I could make a lot of points about this, but all I'm trying to say is, I'm not perfect and I can admit that. Just because I burned off that Blizzard today (easily) does not mean that it should be a constant thing. I am all for condoning treats every now and then. But this. This:

This SMALL chocolate extreme blizzard, that all three of my roommates ate as well, contains:
-- 650 calories
-- 29 grams of fat (keeping in mind you "should" limit your fat to around 30 grams per day, if not less)
-- 12 grams of protein (all* coming from the dairy, I bet)
and wait for it,
-- 69 grams of sugar. SIXTY-NINE.
As a house, as a chocolate devouring unit, as four young-twenties women, we consumed:
-- 2600 calories
-- 116 grams of fat
-- 48 grams of protein (go us...!)
-- 276 grams of sugar.
I only ate half of mine, but we're being hypothetical here. If I had just finished mine (which would NOT have been a hard task had I not looked up those numbers halfway through), we would have eaten 276 grams of sugar. That is absolutely disgusting.
Welcome to My World.
Hello, to you. Yes, you.
I imagine you're reading this because you've either stumbled upon it (I speak literally) or you know me and you somehow found this link because I either mentioned it to you or someone else mentioned it to you. It doesn't matter how you've ended up reading this, it just matters that you are reading this.

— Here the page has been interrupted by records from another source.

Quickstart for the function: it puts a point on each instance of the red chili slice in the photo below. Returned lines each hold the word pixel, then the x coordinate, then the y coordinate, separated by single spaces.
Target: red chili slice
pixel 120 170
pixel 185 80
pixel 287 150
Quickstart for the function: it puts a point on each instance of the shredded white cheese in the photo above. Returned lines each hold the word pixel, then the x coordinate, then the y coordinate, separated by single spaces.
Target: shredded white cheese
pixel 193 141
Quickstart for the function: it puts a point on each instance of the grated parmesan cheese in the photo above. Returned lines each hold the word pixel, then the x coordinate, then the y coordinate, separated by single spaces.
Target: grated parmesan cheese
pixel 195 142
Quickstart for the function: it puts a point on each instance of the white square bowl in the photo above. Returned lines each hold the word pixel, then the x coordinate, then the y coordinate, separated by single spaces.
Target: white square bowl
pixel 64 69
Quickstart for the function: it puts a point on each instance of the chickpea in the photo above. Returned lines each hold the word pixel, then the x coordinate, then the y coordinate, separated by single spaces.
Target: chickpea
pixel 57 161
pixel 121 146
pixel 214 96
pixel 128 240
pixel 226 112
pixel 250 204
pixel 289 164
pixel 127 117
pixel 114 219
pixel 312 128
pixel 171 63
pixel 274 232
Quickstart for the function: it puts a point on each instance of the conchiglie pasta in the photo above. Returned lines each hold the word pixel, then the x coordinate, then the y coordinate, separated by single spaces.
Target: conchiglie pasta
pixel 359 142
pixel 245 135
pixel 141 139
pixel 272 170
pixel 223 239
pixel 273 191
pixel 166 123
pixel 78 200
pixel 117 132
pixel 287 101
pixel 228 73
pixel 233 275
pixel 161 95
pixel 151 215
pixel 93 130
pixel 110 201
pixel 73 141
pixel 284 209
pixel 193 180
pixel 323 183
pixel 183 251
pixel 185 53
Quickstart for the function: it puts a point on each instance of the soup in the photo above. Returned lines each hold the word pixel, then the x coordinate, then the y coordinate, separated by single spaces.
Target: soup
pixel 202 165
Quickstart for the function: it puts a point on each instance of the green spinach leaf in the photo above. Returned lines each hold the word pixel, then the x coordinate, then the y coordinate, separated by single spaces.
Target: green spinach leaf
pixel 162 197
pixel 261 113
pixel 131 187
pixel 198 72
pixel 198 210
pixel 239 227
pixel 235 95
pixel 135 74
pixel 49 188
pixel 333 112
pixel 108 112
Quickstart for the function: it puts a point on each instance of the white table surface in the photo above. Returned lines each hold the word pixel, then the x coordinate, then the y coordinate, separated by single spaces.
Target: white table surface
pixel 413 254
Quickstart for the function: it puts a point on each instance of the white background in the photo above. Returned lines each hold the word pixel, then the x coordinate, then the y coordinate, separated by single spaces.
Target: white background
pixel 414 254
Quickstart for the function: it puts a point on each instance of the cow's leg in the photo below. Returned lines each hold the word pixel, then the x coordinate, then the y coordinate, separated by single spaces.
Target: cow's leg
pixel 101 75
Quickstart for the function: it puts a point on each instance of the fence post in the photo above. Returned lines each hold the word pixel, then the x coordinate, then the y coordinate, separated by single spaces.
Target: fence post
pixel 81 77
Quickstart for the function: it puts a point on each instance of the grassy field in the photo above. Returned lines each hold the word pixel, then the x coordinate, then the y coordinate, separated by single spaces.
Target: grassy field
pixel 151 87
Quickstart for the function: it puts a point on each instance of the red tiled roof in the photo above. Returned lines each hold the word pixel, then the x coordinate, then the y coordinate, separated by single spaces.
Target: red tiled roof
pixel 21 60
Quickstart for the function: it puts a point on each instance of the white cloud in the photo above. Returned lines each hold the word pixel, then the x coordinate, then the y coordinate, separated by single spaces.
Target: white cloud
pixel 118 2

I could tell you how my story is so special and deserves significant merit and praise because it's so heartfelt and touching. Or I could tell you that my story is rough and compromising and sometimes leaves me wondering if my roommates can literally hear me moaning on my bedroom floor. The second statement would be more truthful.
I plan to give you a full background check on myself soon, that includes embarrassing pictures and excuse after excuse as to why and how I got so unhealthy and out of shape, but right now, in this minute, I want you to just prepare yourself. Mentally. Emotionally. Physically if you must. Do what you need to do, and I'll do what I need to do. Sharing my story with the world isn't something I necessarily want to do; it's something that I feel like I need to do. And my story is far, far from finished. In fact, I'm not even halfway there yet.